3. The method according to claim 2, wherein the step 3 specifically comprises:

3-1 connecting adjacent boundary points into a line segment, wherein the information describing the line segment comprises two end points, equation parameters of the line segment, the length of the line segment and the center point of the line segment;

the equation describing the line segment is defined as:

y=ax+b type (1)

The equation for the perpendicular bisector is:

y=kx+t (2)

3-2 knowing that the current line segment is one of an X-axis perpendicular, a Y-axis perpendicular and a diagonal line according to a in the equation (1), if the current line segment is one of the X-axis perpendicular and the Y-axis perpendicular, performing a secondary verification:

judging the slopes a and k of the equations (1) - (2); if a is greater than or less than the threshold a1 and k is greater than or less than the threshold k1, then the current line segment is considered to be perpendicular to the X axis; if a is equal to the threshold a2 and k is equal to the threshold k2, then the current line segment is considered to be perpendicular to the Y-axis.

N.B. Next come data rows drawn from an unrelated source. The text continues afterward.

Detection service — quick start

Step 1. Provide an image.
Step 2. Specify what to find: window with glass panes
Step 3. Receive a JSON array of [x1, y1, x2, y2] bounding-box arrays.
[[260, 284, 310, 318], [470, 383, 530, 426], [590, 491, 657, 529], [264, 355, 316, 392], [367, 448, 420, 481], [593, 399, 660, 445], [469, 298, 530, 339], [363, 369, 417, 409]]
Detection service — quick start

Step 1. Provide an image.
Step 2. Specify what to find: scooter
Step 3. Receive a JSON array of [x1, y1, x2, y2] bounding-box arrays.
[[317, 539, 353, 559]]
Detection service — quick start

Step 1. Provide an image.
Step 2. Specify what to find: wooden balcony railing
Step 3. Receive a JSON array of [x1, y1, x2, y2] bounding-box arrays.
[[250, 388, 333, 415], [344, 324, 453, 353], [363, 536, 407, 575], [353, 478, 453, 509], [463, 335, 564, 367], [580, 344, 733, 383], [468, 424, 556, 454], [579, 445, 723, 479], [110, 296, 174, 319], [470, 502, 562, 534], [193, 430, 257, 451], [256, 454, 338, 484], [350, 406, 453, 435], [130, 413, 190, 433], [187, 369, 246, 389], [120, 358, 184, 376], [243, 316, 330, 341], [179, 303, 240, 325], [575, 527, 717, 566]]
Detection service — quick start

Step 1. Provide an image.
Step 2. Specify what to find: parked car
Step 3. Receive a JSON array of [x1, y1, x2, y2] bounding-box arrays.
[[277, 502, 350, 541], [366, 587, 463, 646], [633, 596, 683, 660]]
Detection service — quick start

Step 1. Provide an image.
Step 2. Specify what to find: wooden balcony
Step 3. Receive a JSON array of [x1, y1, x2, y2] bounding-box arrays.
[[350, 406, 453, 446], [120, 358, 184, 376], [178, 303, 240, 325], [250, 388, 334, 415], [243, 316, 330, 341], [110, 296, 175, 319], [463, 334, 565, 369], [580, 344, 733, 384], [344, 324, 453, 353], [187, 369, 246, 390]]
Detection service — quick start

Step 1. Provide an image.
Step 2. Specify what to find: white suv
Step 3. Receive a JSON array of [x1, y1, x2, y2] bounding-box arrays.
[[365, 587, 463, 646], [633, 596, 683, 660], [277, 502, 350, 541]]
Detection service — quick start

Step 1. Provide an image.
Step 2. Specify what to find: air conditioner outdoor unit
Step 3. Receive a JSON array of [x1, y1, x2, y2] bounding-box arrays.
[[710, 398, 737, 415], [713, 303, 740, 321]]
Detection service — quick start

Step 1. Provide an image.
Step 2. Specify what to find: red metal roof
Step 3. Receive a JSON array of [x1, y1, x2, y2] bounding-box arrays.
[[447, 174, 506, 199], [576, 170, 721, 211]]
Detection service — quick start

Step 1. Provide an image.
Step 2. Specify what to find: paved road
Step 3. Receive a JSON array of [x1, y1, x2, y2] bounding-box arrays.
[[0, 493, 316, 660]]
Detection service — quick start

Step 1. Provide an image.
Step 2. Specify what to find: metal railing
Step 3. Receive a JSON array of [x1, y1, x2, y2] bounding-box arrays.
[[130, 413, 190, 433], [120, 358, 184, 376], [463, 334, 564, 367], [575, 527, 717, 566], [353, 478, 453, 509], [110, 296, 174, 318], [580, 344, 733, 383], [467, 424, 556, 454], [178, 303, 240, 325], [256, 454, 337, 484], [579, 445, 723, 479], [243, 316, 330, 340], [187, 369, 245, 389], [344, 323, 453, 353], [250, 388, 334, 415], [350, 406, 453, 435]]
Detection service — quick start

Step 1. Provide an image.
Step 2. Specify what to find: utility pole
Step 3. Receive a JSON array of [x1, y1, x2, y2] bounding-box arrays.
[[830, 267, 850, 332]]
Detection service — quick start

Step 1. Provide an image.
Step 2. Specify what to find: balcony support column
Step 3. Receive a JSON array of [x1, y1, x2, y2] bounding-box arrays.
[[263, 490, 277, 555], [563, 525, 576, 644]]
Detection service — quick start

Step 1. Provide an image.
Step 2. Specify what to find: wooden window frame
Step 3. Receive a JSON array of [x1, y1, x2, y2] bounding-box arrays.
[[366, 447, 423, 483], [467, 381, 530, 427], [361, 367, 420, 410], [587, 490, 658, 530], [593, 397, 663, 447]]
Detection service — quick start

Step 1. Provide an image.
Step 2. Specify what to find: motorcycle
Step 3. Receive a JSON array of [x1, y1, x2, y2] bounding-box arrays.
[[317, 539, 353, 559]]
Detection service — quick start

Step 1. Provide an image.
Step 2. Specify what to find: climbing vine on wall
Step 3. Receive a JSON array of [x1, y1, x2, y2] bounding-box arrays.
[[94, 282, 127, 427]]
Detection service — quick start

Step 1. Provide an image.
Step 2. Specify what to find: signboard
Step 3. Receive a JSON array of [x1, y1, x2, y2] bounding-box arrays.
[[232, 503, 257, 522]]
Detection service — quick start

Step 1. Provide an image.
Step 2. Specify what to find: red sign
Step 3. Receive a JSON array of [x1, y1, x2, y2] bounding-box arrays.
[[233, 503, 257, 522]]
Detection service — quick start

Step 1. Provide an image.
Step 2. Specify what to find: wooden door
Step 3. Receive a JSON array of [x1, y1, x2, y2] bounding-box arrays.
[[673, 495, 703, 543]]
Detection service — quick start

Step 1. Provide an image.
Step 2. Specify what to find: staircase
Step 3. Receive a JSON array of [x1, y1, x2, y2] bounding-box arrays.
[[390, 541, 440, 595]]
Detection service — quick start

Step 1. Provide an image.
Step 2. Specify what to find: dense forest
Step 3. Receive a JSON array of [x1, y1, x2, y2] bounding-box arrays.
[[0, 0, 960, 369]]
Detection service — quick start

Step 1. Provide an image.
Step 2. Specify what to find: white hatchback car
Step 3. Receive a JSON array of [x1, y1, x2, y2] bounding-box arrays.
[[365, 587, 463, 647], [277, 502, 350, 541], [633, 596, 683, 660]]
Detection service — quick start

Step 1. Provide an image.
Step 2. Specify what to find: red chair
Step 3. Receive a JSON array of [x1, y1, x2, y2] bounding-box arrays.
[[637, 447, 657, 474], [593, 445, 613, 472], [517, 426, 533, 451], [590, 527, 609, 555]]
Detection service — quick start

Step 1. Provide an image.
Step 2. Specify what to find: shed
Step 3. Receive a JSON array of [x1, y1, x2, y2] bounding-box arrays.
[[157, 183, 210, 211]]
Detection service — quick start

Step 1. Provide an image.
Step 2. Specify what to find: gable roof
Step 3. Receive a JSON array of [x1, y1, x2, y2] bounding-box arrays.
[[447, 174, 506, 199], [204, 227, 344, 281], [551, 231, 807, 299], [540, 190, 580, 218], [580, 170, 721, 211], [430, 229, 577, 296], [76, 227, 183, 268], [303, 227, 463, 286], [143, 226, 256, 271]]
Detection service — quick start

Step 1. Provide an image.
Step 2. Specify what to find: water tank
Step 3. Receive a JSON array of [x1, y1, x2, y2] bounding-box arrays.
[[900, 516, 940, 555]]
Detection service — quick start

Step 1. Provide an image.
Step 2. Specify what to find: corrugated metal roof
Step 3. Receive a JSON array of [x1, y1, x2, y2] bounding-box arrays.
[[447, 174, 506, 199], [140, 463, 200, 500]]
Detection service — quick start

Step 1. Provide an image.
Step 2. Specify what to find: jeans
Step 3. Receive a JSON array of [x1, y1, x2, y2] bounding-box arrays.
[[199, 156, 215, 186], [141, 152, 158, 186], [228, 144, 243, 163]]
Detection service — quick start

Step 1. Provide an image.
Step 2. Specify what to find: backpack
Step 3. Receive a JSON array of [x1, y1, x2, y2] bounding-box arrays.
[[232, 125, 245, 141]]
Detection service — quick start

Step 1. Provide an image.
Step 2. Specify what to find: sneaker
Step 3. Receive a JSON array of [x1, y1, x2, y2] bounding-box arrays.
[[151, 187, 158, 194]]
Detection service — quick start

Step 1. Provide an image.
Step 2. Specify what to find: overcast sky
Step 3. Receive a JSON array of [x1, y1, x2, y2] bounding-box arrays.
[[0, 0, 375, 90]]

4. A method according to claim 3, wherein said step 4 comprises:

step 4.1, initializing k=1;

step 4.2, traversing all the line segments, and searching for the line segment l _k Line segment l intersecting the perpendicular bisectors _j J.noteq.k, segment l _j Marked as line segment l _k Is set of intersecting line segments of (a)

Traversing intersecting line segment setsFind the center point and l _k Line segment l with minimum center point distance _j Is marked as->At this time l _k And->The line segments are paired, and pairing is completed;

step 4.3, judging whether k is i-2, wherein i represents the total number of line segments, and if yes, completing pairing of all the line segments; if not, let k=k+1, return to step 4.2;

step 4.4, judging whether the boundary point sequence information already gives a starting edge and a terminating edge; if already given, the starting edge and the ending edge are taken as the starting point and the ending point of the graph central line connection, if not, the line segment set L ₀ And (3) removing the line segments which are already paired, and judging the starting edge and the ending edge in the rest line segments by using the principle of a vector method.

5. The method of claim 4, wherein the determining the start edge and the end edge based on the principle of vector method comprises:

vectorizing each unpaired line segment b and two line segments a and c adjacent to the line segment b, calculating the included angle between the line segment a and the line segment c by using a vector method, and calculatingIf->Within the threshold range, two vectors are considered +.>Conversely, segment b is considered to be a starting or ending edge, and if not within the threshold range, segment b is considered not to be a starting or ending edge.

6. A photomask, characterized in that the method according to any of claims 1-5 is used for extracting the center line of a photomask of a circuit layout, and then OPC correction is performed thereon.

7. A photomask pattern correction apparatus, comprising:

the data acquisition module is in charge of acquiring a layout to be OPC corrected;

a photomask centerline extraction module for extracting a photomask centerline of a circuit layout of a layout to be OPC corrected using the method of any one of claims 1 to 5;

and the OPC correction module is used for performing OPC correction on the extracted full-layout photomask center line in all directions in which the mask manufacturability rules are not limited.

8. A computer device comprising a memory, a corrector and a computer program stored in the memory and operable on the corrector, characterized in that the corrector implements the steps of the correction means as claimed in claim 7 when executing the computer program.

9. A computer readable storage medium storing a computer program, which when executed by a corrector implements the steps of the correction device according to claim 7.